Vous êtes bien dangereuse pour moi, ma chère Louise; je vous conjure de me fortifier dans mes cruels combats, et vous m'écrivez une lettre, dans laquelle vous rassemblez tous les motifs que mon coeur pourroit me suggérer, pour me livrer aux sentimens que j'éprouve. Vous voulez me persuader que Matilde ne sera point malheureuse de la perte de Léonce; vous me rappelez que madame de Vernon étoit disposée à s'occuper d'un autre choix, lorsque la vie de Léonce étoit en danger; vous prétendez que j'ai fait assez pour mon amie, en lui prêtant une fois quarante mille livres, et en assurant, par mes dons, la fortune de sa fille: mais vous n'aimez pas madame de Vernon; mais vous ne sentez pas combien l'affection que je lui ai témoignée, le goût vif que j'ai toujours eu pour son esprit et pour son caractère, me rendroient douloureux ce qui pourroit lui déplaire. Je l'aime depuis l'âge de quinze ans, je lui dois les momens les plus agréables de ma vie; tout ce qui tient à elle ébranle fortement mon âme: je me suis accoutumée à croire que son bonheur importoit plus que le mien; il me sembloit que mon âme orageuse n'étoit destinée qu'à souffrir; mais je me flattois du moins que je préserverois de toutes les peines l'être doux et paisible qui se confioit à mon amitié. Je vais perdre six années d'affections et de souvenirs, pour ce sentiment nouveau qui peut-être sera brisé par le caractère de Léonce; je crains déjà même que vous n'en soyez convaincue par ce que je vais vous dire.

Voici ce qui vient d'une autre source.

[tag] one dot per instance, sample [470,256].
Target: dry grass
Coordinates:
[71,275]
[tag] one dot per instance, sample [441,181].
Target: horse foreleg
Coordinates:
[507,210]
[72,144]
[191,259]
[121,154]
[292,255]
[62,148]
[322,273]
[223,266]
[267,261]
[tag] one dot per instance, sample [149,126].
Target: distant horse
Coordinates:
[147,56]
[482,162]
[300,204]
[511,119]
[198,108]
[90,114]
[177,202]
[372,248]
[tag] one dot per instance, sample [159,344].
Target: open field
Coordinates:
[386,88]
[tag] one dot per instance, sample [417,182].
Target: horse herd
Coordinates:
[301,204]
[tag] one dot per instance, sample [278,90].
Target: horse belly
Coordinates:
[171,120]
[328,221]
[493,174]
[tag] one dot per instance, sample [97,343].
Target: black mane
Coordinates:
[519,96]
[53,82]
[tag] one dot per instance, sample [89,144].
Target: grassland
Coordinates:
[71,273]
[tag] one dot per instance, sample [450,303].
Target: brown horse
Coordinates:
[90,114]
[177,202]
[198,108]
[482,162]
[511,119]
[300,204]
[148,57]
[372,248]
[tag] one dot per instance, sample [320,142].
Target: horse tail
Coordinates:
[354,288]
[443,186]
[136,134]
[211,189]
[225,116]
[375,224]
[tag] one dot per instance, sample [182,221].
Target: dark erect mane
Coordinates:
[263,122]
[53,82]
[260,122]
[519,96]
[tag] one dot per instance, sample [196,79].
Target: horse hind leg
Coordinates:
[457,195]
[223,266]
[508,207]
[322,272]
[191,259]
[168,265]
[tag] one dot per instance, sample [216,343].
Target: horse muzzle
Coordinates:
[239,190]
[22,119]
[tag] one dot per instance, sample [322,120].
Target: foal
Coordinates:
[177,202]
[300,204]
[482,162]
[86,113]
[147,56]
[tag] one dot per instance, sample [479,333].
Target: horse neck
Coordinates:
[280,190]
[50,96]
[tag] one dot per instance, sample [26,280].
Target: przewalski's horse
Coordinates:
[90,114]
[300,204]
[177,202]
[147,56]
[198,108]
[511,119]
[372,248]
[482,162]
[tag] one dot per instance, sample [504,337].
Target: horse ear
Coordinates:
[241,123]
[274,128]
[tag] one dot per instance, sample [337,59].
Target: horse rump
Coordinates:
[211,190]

Thérèse étoit hier plus tourmentée que jamais: on a commencé à mettre dans la tête de M. d'Ervins, que les opinions politiques de M. de Serbellane étoient très-dangereuses, et qu'il ne convenoit pas à un défenseur de la cour de voir souvent un tel homme. Il le reçoit donc beaucoup plus froidement, et ne l'invite presque plus: Thérèse en est au désespoir, et vouloit m'engager à avoir chez moi tous les jours M. de Serbellane avec elle; je m'y suis refusée; je ne puis protéger une liaison contraire à ses devoirs, je lui donnerai tous les soins qui peuvent consoler son coeur, mais si les circonstances la ramènent dans la route de la morale, je ne repousserai point le secours que la Providence lui donne. Elle a écouté mon refus avec douceur, en me rappelant seulement la promesse que je lui avois faite, si M. de Serbellane étoit obligé de partir; je l'ai confirmée, cette promesse; j'avois quelque embarras de m'être montrée si sévère; hélas! en ai-je encore le droit? Thérèse se livra bientôt après à me peindre tous les sentimens de douleur qui l'agitoient: elle ne savoit pas combien elle me faisoit mal; je lui disois à voix basse quelques mots de calme et de raison, mais j'étois prête à me jeter dans ses bras, à confondre ma douleur avec la sienne, à me livrer avec elle à l'expression du sentiment dont je voulois la défendre; je me retins cependant, je le devois; il faut que je la soutienne encore de ma main mal assurée.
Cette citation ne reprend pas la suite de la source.